Whether Jade was truly Travis’s flesh and blood didn’t matter, because under the circumstances, he could be. And that meant he needed to act like a parent, even when it was hard. Especially when it was hard.
“Did he hurt you?” Grayson asked. The angry edge hadn’t left his voice. If anything, it had gotten sharper the more Dorrie told them. He reached up and touched the bruise on her cheek.
Dorrie looked at her lap. “He’s lost his temper a couple of times. Just recently, in the last week. I would never live with someone like that for the long term. I was trying to figure out how to tell him it was over.” She sniffed, and her voice broke. “When he hit me two days ago, I told him the next time he did it, I’d call the cops and get a restraining order.”
“How’d he take that?”
“He got real quiet, and then he got meaner than I’d ever seen him. He said if I did, he’d tell the cops I was an unfit mother and have Jade taken away from me.
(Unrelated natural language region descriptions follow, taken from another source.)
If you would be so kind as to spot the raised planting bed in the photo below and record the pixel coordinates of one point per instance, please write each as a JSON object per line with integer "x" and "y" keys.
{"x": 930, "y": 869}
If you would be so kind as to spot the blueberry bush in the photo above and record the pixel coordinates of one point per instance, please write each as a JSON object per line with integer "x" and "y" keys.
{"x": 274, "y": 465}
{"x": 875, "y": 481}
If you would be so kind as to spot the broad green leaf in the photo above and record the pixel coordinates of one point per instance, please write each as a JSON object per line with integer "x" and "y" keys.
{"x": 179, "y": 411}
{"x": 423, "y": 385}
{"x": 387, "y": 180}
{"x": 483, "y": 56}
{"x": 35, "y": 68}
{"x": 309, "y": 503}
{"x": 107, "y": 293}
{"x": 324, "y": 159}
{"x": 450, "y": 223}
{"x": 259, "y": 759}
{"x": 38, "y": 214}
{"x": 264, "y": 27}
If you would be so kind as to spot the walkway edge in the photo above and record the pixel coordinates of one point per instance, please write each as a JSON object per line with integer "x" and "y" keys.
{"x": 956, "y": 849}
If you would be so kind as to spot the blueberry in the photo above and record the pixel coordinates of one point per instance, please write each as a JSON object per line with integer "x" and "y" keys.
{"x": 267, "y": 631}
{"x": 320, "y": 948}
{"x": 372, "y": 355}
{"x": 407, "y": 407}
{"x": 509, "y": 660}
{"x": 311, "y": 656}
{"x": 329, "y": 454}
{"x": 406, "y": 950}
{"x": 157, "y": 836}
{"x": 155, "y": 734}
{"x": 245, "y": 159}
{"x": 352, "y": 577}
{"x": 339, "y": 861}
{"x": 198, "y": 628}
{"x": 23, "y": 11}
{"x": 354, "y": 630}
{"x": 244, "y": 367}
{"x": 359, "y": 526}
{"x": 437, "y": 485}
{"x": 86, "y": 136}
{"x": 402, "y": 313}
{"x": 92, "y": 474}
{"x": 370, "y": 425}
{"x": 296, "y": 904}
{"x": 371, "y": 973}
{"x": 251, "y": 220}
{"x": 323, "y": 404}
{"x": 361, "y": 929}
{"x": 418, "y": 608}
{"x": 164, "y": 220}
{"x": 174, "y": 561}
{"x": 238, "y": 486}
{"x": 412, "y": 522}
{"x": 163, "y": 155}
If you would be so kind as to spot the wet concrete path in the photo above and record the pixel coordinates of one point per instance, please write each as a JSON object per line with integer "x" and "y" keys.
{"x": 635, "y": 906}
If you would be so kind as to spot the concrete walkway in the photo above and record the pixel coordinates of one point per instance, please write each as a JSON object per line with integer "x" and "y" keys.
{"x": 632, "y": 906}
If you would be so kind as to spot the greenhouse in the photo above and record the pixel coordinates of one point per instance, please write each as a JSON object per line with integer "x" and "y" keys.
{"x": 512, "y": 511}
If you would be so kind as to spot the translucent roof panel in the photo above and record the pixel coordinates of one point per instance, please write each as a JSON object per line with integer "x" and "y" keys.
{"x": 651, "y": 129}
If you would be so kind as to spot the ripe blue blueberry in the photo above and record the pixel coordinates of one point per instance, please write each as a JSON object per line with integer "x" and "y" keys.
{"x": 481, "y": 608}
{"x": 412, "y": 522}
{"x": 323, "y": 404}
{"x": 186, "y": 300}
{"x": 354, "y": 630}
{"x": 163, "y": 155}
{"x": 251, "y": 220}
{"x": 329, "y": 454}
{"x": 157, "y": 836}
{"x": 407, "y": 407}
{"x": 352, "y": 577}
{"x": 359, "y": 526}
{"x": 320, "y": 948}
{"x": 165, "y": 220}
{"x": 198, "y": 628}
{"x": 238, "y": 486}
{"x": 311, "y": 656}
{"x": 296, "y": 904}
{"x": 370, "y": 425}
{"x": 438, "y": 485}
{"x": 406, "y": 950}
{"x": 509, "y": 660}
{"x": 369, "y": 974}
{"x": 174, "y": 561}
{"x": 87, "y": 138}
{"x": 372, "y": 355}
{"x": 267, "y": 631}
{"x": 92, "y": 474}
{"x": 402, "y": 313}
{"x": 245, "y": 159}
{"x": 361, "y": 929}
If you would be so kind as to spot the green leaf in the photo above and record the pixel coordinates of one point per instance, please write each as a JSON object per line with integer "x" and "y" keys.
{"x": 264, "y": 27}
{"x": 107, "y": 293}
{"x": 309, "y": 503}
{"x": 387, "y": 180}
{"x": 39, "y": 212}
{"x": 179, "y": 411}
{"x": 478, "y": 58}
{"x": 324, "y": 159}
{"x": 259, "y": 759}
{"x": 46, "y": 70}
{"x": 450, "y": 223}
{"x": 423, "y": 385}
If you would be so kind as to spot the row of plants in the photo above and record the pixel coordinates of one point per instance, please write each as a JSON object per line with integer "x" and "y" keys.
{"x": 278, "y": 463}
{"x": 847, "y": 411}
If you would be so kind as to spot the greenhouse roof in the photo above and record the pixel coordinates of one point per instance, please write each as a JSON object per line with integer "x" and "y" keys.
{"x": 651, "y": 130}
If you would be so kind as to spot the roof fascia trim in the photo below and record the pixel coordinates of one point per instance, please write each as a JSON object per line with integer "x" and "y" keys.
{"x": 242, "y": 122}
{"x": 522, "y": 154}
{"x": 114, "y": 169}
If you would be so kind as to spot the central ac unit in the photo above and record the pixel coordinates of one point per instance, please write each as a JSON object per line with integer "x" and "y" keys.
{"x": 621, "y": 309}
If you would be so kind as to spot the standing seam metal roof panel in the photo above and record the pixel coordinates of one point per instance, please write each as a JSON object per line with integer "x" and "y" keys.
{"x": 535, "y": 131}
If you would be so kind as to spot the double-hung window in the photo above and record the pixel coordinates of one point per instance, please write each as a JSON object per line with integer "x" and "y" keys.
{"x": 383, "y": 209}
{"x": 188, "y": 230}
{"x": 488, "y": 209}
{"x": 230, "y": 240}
And the next morning when I got up, he was holding her tight, too tight if you know what I mean, and I saw a red mark on her arm, and I just lost it.”
“He hurt Jade?” Kara’s jaw dropped. Give me my gun. Right the hell now.
“I don’t know. Maybe. Maybe not. Maybe she scratched herself, or he accidentally bumped her when he was making her bottle. But I knew just by looking at her that he could hurt her, that he had the ability to. And I thought, what kind of man could do that to a child?” She looked at Grayson. “You were the first person I thought of. I had to get her out of the house. He could hurt me, I wouldn’t care about that, but I’d die if he hurt her.” Her cheeks burned red. “I’m sorry. I know it was wrong, but I just couldn’t think of anything else to do.”